Almost one in five men in the IT field justifies the male dominance of the field by the fact that “women are naturally less suitable for tasks in the field of technology than men”, says The Fawcett Society charity organization and telecommunications company Virgin Media O2 investigation report carried out.
The survey revealed that sexism related to the Tech Bro work culture drove more than 40 percent of women in the industry to consider leaving their work role at least once a week.
In addition, it showed that 72 percent of women in the IT industry have experienced sexism at work in at least some way. For more than a fifth, it was a lower salary level than male colleagues, and for a fifth, it was about questioning their skills and abilities.
Almost 1,500 employees of the IT sector and those who have just left the sector, as well as persons with higher education in the fields of science and technology, participated in the survey.
Almost a third of women highlighted gendered recruitment practices in the IT industry, and 14 percent said they felt uncomfortable because of their gender during the application process.
In a separate 2023 Women in Tech survey, it was revealed that a number of early misconceptions about “young girls’ low level of education” prevent women from entering the industry.
The research report emphasized that “seeing more female role models in the IT industry, young girls begin to see the IT industry as a more realistic and attractive career option.”
Questionable history of the problem
In 1970, only 14 percent of US computer science degrees were awarded to women.
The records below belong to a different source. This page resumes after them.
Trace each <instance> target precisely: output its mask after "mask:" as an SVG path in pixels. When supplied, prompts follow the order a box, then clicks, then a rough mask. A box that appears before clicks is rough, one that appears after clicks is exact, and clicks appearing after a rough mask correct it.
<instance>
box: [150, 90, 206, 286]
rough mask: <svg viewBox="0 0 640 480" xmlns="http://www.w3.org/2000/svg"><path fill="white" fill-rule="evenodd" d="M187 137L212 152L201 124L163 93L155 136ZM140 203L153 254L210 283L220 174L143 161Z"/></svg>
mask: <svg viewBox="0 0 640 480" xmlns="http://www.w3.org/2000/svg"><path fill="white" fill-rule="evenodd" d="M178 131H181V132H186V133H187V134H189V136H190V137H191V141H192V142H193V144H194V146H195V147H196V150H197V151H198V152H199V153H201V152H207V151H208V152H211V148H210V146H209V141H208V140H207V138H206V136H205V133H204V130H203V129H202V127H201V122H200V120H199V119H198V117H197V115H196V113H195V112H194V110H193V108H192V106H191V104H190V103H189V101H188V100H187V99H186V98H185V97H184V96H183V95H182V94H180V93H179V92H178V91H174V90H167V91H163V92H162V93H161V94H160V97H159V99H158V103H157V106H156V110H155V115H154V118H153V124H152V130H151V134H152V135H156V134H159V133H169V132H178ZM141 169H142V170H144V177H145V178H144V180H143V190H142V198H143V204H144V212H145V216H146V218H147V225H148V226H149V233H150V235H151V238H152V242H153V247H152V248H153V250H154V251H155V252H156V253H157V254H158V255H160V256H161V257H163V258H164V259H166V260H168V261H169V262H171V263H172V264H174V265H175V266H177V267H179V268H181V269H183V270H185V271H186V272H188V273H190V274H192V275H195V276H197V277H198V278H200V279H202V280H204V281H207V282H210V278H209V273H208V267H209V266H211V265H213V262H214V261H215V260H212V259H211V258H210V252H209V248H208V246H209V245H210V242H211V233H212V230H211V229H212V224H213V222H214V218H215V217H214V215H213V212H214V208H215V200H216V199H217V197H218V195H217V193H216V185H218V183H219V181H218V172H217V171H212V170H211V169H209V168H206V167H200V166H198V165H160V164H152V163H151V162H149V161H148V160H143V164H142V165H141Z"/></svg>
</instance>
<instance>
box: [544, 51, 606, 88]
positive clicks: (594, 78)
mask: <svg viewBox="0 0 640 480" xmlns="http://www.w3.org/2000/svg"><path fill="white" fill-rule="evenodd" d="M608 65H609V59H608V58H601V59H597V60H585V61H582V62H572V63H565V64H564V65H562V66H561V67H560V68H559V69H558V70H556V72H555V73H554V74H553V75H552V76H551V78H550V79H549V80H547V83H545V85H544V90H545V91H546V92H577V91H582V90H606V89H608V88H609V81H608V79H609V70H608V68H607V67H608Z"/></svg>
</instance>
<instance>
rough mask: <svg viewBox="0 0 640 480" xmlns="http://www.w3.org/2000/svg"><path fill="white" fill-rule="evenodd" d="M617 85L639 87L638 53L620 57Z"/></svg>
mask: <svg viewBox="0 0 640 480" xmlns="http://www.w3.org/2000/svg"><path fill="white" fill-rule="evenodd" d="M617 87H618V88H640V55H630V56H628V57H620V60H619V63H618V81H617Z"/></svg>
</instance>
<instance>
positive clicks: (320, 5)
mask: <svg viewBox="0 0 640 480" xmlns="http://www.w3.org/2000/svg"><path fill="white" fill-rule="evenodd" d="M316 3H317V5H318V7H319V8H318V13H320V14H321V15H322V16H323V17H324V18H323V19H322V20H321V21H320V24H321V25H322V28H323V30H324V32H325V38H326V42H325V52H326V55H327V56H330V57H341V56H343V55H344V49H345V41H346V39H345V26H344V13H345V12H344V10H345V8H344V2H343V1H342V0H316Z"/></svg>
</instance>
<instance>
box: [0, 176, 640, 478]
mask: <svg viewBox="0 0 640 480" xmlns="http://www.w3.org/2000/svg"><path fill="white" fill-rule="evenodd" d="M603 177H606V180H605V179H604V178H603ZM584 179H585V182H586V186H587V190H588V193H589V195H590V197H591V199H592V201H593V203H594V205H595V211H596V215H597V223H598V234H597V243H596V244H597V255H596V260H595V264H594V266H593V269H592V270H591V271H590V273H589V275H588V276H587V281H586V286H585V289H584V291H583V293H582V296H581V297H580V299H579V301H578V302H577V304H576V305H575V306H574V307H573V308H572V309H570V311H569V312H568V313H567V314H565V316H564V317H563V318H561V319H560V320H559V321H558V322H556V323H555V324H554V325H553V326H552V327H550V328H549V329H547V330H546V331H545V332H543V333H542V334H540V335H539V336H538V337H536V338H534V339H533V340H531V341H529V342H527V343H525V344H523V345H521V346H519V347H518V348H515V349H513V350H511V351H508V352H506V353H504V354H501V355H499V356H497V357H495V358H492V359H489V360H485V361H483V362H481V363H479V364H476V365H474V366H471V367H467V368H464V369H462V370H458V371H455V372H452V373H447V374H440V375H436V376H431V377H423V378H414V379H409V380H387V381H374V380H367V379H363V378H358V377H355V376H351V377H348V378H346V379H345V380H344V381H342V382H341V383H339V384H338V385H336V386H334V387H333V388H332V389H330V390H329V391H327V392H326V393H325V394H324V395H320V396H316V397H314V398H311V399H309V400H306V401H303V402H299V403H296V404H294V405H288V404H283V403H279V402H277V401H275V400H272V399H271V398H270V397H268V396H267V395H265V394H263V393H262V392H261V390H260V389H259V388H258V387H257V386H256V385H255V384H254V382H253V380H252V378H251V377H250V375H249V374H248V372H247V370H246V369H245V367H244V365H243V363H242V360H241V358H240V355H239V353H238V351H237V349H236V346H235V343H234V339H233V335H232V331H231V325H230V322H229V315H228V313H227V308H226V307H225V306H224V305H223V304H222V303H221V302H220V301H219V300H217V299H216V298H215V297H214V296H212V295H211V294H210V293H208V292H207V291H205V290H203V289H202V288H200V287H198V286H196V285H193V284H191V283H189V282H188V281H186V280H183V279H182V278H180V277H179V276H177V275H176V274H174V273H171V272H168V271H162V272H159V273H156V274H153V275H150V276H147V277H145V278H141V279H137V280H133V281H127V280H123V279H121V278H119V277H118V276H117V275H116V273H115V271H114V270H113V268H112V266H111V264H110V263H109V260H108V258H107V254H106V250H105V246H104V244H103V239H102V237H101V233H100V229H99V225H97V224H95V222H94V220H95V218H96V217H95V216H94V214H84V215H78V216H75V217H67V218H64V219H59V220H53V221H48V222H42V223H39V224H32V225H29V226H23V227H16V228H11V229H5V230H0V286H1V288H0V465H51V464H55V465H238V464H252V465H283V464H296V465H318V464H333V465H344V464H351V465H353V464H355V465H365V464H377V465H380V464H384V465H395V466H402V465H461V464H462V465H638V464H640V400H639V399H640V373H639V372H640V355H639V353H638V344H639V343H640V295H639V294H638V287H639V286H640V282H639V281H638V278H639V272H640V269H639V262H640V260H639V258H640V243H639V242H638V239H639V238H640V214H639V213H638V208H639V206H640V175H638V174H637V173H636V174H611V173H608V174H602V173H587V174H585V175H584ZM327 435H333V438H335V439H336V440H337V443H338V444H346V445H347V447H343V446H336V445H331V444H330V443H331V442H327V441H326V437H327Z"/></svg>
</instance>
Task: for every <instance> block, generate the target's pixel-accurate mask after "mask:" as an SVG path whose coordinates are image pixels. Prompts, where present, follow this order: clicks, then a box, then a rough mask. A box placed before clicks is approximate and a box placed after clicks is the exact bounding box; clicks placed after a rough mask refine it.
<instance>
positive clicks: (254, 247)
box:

By 1984, the figure had risen to 37 percent, but it later declined. By 2011, it was only 18 percent, hovering around the same figure ever since.
However, women helped to establish the IT industry and provided it with a strong frame against which the industry was built.
Historian Mar Hicks, an assistant professor at the Illinois Institute of Technology, has found that women filled early IT departments in the 1950s. At that time, the work was seen as less exciting and less attractive from a career point of view.
Instead, women trained men in the field so that they could move to more promising departments. In the book “Your Computer is on Fire” that criticizes the history of the IT industry, Hicks tells the story of a female programmer from 1959.
– He spent a year training two new employees on critical and long-term computer projects at the US government’s main computer center, despite having no previous computer skills. At the same time, he handled all his work tasks in programming, operation and testing as before.
The problem, according to Hicks, was “men’s lack of technical competence in these positions and often a lack of interest in IT work, partly due to its feminized history.”
With this trend, an early software company was born Freelance Programmerswhich was developed by Stephanie “Steve” Shirley. He was denied a promotion in 1950, after which he developed his own company. Freelance Programmers came later Xansauntil it was sold for more than 540 million For Steria in the year 2007.
Shirley’s employees included Ann Moffatt, who coded the black box for the legendary Franco-British Concorde supersonic aircraft. Moffat became the company’s CTO and managed more than 300 programmers.